Remaking functionals (opt) because of functionals.cc tmplinst DOfunctionals.cc
libtasking.a libtables.a libscimath.a libscimath_f.a libcasa.a
`.L2759' referenced in section `.rodata' of
/aips++/linux_gnu/lib/libscimath.a(FunctionHolder_1060.o): defined in discarded
section

This turns out to be a g++ 3.4 bug. The way to get around it is to build and install binutils-2.16 and put the gnu 'ld' linker from that build in your path ahead of the Ubuntu supplied linker. Then you will still get the same errors reported but that version of the linker just treats the errors as a warning and the link will go to completion. (Unfortunately this fix doesn't seem to work on 64-bit Ubuntu - sigh.)

7.04

June 2007: I installed a 64-bit Ubuntu Linux V7.04 on my home machine (HP AMD-64 athlon dual 4200+ processors) after some serious head banging. This version comes with python 2.5.1 so I'm a bit ahead of the curve ... Note that since the Timba system makes extensive use of the Qt widget set you should install Kubuntu - this variant comes with the KDE desktop as the default; then most Qt related packages will be automagically installed for you.

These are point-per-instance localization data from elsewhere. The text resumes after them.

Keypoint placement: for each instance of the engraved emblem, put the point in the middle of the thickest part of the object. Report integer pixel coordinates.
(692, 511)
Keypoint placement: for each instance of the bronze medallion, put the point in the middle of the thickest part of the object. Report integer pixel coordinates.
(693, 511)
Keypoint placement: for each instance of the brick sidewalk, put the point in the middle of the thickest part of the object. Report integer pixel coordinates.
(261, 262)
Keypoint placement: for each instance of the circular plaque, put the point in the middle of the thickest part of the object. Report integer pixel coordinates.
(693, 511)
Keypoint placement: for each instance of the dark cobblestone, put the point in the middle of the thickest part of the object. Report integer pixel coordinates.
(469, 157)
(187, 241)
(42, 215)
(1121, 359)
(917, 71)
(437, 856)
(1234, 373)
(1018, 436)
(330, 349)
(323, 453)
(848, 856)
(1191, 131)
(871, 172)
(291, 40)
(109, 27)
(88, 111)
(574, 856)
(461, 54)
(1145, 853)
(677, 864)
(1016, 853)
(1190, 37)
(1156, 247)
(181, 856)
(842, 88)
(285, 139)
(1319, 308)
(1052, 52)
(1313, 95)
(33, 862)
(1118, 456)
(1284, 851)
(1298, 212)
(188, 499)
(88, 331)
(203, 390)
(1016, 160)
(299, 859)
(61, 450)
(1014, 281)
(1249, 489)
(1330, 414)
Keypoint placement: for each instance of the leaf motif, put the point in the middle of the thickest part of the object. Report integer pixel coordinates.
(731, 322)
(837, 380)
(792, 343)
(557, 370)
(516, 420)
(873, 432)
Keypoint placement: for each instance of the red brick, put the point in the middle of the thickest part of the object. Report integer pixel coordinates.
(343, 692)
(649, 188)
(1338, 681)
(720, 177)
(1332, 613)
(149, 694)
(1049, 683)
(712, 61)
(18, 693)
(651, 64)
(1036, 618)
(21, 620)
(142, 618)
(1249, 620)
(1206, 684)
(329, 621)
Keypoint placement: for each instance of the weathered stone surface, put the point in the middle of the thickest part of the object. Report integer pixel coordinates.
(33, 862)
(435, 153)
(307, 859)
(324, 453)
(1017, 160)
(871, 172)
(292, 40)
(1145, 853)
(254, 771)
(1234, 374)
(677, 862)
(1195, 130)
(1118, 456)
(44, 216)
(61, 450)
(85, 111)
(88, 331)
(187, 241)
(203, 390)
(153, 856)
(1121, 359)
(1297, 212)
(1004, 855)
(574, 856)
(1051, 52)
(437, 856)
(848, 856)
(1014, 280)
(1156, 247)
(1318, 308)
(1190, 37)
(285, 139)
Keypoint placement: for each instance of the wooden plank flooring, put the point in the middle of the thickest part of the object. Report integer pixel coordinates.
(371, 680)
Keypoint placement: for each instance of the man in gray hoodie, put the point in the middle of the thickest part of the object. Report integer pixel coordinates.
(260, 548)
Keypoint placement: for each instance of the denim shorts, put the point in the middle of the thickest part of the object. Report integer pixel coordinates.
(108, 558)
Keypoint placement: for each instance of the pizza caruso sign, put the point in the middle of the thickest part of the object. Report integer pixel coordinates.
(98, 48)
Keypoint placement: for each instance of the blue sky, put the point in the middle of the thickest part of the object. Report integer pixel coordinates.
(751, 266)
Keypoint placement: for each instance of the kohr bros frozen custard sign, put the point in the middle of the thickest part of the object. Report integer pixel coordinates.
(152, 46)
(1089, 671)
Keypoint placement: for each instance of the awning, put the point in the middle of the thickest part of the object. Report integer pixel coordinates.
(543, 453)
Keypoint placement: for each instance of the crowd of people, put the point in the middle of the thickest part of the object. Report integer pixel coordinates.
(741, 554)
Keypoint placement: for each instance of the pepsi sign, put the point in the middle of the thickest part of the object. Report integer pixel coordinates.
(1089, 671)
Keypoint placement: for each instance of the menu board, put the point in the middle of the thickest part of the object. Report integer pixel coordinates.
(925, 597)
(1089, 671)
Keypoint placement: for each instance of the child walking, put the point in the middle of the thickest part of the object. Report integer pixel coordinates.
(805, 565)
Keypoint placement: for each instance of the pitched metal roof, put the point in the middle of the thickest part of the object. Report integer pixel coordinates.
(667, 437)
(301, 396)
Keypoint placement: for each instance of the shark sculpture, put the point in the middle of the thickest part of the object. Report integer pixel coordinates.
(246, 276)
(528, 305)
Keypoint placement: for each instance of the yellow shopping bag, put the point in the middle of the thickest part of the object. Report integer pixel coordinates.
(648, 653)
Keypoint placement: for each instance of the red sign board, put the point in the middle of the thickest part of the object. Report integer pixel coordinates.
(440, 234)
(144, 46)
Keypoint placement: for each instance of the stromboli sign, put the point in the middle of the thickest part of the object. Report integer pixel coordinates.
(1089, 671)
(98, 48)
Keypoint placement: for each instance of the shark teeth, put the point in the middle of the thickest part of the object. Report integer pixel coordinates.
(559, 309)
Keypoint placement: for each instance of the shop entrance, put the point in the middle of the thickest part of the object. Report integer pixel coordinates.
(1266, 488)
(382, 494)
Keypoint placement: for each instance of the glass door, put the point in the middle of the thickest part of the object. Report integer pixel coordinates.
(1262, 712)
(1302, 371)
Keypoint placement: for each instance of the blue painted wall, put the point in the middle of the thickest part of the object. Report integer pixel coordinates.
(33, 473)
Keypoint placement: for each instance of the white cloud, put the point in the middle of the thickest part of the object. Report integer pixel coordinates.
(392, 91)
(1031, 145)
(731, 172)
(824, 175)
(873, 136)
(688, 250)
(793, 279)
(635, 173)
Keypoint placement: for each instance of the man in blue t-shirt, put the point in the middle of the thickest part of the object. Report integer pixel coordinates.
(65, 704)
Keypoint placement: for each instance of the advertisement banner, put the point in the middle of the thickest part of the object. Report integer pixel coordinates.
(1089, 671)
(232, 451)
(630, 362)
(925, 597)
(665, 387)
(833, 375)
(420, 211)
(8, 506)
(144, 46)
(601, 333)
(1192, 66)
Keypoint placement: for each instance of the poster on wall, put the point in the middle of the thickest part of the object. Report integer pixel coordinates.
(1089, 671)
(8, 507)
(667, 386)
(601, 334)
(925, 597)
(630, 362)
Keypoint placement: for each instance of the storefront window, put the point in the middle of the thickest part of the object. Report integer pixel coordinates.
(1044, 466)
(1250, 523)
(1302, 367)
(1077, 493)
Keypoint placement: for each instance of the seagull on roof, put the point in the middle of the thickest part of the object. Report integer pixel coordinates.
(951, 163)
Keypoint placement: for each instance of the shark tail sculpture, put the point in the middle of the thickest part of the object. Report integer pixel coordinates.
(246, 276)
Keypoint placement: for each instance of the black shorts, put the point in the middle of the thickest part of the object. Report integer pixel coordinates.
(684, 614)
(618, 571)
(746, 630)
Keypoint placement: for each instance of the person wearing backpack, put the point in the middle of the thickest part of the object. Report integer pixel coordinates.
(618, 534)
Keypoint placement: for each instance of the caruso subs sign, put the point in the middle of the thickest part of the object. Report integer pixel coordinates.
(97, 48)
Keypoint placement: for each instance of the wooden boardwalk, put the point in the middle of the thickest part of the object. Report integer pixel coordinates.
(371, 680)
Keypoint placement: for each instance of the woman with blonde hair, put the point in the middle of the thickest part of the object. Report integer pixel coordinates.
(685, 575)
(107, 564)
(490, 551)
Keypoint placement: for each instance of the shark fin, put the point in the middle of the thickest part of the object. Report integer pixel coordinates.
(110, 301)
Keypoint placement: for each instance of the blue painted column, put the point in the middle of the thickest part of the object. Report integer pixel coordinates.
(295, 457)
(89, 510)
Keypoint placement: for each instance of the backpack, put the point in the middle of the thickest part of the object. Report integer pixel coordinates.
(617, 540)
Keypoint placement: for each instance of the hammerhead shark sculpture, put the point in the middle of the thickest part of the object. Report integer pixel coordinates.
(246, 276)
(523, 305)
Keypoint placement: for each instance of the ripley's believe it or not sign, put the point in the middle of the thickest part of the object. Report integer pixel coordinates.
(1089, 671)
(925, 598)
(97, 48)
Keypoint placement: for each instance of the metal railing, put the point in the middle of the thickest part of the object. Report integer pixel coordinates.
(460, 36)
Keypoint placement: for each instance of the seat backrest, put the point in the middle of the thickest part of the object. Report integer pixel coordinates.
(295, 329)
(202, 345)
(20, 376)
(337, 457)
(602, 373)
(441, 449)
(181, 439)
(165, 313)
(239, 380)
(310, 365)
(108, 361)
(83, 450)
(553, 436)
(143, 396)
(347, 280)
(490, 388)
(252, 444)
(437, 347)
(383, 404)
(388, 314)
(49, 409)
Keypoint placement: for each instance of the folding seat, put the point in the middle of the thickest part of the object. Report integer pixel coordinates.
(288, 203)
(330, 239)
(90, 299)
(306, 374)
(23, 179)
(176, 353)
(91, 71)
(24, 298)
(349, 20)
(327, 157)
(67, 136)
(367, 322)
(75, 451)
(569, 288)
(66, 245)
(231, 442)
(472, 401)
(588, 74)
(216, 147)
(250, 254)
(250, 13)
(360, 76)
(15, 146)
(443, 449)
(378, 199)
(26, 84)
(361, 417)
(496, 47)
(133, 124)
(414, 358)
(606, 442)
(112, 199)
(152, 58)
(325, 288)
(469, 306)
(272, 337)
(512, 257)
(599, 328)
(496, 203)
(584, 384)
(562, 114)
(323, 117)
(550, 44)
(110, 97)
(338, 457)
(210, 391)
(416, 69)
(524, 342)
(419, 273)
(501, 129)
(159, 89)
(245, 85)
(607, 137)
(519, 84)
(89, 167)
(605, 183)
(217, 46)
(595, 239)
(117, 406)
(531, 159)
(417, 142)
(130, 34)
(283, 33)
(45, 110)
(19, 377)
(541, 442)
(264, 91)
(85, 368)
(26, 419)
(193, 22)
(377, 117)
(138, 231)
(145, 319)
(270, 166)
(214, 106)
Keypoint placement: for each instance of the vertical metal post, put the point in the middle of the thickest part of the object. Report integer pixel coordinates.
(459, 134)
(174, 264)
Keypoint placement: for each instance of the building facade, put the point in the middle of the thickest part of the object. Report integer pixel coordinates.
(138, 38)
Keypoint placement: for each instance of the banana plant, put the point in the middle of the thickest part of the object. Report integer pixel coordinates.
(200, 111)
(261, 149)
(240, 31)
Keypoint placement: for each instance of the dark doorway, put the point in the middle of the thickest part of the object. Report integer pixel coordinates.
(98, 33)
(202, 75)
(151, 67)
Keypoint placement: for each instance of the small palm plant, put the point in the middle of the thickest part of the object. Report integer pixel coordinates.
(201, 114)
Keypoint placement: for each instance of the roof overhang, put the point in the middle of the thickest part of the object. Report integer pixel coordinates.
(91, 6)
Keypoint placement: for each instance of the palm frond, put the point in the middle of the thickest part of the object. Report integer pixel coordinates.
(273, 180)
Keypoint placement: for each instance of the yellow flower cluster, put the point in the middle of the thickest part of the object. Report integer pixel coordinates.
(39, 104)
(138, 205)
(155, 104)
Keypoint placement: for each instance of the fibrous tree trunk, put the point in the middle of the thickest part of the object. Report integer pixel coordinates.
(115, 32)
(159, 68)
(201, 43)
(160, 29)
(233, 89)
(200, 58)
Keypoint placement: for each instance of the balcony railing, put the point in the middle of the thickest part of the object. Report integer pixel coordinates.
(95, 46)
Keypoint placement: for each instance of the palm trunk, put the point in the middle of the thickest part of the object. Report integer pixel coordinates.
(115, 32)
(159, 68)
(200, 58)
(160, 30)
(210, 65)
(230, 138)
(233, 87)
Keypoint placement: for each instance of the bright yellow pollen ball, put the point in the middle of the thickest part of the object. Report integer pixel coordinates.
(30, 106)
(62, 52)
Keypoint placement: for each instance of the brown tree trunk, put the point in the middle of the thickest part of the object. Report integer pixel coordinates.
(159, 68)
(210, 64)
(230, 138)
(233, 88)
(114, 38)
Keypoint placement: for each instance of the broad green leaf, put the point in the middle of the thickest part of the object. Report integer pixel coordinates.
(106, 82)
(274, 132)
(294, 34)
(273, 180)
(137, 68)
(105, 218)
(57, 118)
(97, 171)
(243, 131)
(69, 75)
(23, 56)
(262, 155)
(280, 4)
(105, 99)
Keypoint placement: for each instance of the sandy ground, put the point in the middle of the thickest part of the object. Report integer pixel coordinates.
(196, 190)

The only packages I had to install manually were PyQwt4.2.2 and Blitz++ 0.9. The Ubuntu 'Synaptic' package manager was a big help in finding the packages I needed to get things up and running. I end up with basically the same package configuration as is given in the ScientificLinuxNotes page. Of course, aips++ was the usual pain-in-the-butt; I could compile V19.1556 but glish would always hang at start up (glish is still needed for aips++ imaging etc) - somehow it could not digest the tcl-tk libraries supplied with ubuntu. My final solution was just to tarball up the entire working aips++ that I had on my AMD opteron computer at work, after first putting the pgplot and tcl-tk shared libraries from the AMD opteron in /aips++/linux_gnu/lib. I then downloaded the whole thing into the local /aips++ directory, and amazingly the whole thing basically 'just worked'.

Kumar Golap suggested that the glish tcl/tk `freezeup' could be solved by compiling these libraries with threading disabled, but that didn't seem to help. Of course Oleg has provided the answer - just start up glish without tk - e.g . glish -notk, et. voila

The Timba install (I used gcc 3.4) was relatively straightforward. The lofarconf step complained about not finding a few header files etc - but these complaints were resolved with the aid of a few soft links or downloading of some additional 'dev' packages with the 'Synaptic' package manager.

et voila - things are working - python2.5.1 seems to have digested all Timba python code with no complaints whatsoever.